Don’t do that. It’s bad for business, and as an author, you are a business owner. Does that make sense? If you’re providing content for them, then they owe you. Get your pound of flesh or walk.

So, does the same thing apply to tables upon which you can sell your books and behind which you can place a banner?

Nope.

“Why?” you may ask. Well, the exchange of your time for the pass has already taken place. You’ve used up your credit and are at a net zero. Now, I will say that there are some conventions that will provide authors a free table in author alley. Those are usually owners who love to read and understand that most authors are barely scraping by. But in most cases, authors will have to pay for table space to shlep their wares.

The caution I would make here is, know your P & L… that’s Profit and Loss. As I said, as an author, you’re a business owner. If you pay for table space at a show, then you should walk in the door knowing exactly how many books you have to sell in order to break even. That number should always be foremost in your mind every time you talk to a new potential customer about your book or books.

To understand this number, you need to know how much your books cost to print, how much they cost to ship, how much your table space cost, how much your gas cost to get to the show, even how much the hotel room and travel expenses (including meals) cost to set your books up. If you don’t know these things, then figure them the hell out before you ever place a single book on a table at a convention.

There’s a phrase you should look up. You can Google it, and it’s one of the most important things every business owner should know after P & L. That phrase is “cost benefit analysis.” Know your costs and then define your tangible and intangible benefits in cash, exposure, or whatever else is of value to you.

Once you have all those pieces, you can make an honest assessment as to whether or not it’s worth your time, cost, and risks to undertake the endeavor… that includes going to conventions. They’re fun and all, and some authors treat it like a hobby they pay for. I, for one, prefer to treat conventions as a huge facet of my business strategy.

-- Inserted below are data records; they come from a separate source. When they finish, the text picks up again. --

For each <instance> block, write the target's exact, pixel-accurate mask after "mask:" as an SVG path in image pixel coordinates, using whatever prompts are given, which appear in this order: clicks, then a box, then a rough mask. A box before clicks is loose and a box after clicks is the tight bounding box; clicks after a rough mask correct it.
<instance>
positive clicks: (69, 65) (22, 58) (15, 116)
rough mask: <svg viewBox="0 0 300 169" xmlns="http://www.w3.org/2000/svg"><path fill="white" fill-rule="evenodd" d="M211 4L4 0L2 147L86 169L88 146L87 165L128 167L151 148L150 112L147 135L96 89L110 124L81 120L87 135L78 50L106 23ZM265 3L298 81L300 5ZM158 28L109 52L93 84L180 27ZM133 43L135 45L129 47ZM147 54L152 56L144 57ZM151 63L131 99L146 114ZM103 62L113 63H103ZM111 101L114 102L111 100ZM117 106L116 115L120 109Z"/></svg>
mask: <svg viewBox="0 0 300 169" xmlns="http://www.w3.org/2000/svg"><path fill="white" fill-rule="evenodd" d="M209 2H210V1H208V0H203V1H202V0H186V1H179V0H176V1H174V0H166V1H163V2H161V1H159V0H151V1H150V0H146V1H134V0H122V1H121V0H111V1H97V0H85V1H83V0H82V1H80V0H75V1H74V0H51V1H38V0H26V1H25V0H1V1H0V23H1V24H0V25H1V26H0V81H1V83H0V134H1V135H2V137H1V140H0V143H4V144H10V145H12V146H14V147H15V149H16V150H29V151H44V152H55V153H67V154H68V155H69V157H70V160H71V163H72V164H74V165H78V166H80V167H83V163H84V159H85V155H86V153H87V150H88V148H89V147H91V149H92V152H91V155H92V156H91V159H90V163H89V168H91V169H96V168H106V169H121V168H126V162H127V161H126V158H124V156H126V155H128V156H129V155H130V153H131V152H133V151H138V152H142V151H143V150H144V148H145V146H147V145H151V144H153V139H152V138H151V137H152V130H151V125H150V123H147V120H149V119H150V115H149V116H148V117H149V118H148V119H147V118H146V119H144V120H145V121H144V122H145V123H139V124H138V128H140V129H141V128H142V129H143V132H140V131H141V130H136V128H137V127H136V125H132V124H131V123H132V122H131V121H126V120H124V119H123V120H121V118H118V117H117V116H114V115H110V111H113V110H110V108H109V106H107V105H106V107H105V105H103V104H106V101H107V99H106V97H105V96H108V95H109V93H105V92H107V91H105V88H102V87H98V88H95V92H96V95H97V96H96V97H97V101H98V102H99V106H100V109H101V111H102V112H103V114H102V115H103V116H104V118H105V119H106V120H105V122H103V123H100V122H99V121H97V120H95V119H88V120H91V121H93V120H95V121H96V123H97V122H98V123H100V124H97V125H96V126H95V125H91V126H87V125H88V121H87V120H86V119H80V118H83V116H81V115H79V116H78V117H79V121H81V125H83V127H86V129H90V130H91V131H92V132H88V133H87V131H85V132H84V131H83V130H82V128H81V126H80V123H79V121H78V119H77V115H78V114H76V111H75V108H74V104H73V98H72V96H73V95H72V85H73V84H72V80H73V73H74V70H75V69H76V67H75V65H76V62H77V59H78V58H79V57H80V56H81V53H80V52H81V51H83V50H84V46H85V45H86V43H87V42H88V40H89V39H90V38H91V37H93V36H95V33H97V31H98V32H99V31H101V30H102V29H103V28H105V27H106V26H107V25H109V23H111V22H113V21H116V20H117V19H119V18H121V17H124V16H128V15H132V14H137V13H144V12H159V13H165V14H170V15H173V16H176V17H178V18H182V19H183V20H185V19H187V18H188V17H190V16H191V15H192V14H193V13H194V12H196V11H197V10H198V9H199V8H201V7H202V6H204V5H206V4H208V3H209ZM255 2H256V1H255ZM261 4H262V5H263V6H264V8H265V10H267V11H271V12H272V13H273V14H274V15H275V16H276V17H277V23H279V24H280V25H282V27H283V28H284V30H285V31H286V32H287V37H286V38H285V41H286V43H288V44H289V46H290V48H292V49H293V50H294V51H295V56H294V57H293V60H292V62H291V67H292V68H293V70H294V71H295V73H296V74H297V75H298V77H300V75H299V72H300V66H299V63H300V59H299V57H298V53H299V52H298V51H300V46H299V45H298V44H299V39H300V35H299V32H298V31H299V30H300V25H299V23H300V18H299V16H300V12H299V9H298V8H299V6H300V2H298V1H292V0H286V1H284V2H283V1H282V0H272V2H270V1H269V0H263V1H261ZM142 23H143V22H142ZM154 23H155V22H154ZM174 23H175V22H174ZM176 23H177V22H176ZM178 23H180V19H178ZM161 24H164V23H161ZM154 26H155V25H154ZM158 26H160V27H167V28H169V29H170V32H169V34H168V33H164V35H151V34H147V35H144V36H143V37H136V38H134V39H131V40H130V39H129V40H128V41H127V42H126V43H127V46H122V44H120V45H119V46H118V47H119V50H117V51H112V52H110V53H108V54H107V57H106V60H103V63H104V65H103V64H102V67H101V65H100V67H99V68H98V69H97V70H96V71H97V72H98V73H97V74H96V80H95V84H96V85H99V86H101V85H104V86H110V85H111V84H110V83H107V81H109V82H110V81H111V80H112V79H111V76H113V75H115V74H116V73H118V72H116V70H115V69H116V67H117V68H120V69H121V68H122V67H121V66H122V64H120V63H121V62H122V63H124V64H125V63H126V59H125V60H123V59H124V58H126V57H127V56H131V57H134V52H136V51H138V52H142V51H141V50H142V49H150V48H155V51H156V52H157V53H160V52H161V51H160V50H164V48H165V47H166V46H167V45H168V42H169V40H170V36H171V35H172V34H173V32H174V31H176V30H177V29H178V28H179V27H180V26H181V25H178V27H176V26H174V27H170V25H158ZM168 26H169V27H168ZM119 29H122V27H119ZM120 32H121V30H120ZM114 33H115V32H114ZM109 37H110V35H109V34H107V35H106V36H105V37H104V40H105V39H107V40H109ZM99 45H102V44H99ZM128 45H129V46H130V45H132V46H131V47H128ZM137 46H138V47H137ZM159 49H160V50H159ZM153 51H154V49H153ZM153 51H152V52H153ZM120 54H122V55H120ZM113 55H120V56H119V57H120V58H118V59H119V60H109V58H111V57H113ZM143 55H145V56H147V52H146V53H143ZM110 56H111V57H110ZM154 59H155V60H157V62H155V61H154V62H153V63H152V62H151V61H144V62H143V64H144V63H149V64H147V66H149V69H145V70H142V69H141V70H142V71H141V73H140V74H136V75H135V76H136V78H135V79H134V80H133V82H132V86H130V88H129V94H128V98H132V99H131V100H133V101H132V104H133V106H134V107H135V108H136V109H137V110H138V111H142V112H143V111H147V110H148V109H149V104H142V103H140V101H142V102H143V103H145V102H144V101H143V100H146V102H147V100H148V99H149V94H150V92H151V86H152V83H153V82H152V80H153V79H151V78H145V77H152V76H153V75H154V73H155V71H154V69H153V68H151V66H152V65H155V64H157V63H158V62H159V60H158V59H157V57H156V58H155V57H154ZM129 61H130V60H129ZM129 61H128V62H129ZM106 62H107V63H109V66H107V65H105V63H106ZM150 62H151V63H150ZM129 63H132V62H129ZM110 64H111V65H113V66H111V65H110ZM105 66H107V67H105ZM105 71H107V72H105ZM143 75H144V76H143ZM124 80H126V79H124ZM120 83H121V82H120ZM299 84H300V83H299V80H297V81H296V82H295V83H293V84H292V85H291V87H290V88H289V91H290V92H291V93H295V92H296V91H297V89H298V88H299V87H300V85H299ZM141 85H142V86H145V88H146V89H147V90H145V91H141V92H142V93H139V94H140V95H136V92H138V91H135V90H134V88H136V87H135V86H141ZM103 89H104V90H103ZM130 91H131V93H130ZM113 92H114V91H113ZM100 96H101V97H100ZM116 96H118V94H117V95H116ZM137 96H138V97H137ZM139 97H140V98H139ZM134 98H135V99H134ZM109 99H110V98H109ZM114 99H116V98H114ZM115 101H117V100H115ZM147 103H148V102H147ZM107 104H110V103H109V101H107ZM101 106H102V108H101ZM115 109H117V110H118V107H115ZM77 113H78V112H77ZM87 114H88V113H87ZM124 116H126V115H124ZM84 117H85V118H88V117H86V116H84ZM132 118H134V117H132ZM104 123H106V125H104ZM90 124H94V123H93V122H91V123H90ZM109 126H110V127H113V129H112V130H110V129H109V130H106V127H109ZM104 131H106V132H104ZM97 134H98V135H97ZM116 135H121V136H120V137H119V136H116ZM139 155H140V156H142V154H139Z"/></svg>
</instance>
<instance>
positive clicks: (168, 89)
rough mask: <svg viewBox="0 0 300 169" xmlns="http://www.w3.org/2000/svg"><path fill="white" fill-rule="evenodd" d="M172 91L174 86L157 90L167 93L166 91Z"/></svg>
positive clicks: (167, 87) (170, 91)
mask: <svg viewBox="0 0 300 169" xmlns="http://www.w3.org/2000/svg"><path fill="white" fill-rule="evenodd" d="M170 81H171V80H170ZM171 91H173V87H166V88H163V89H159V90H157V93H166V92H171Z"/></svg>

I continue to find ways to limit costs and increase revenues, because as an author, I am a business owner. I make myself very aware of what that actually means.

As an old mentor used to hammer into my brain, “Hope is not a strategy.” Be a business owner and act accordingly. Make good decisions. Reduce costs. Increase revenues. Know what the hell you’re doing and what you’re paying to do it.

And never pay for the privilege of working for someone.

As always, keep writing!

 

~ Q

3 thoughts on “Book Biz Rules and Riddles 004

  1. Thanks for the list of things to consider, and things to avoid.

    The table and booth costs vary by convention, so that also filters where you will go. I’ve been some places where a table is about $20, and others where a nice corner booth tops $1000. Big booths at big cons can approach 5 figures. That takes a lot of book sales to break even.

    To buffer that, you can get together with other authors to share the cost and open up new opportunities. There’s a lot to consider, and lots of things you can do to make it work better. ROI is king, and you have to understand everything you get out of any event or agreement.

  2. Krull! I spent years thinking that movie was lame. Now I see there were hidden depths even in that movie.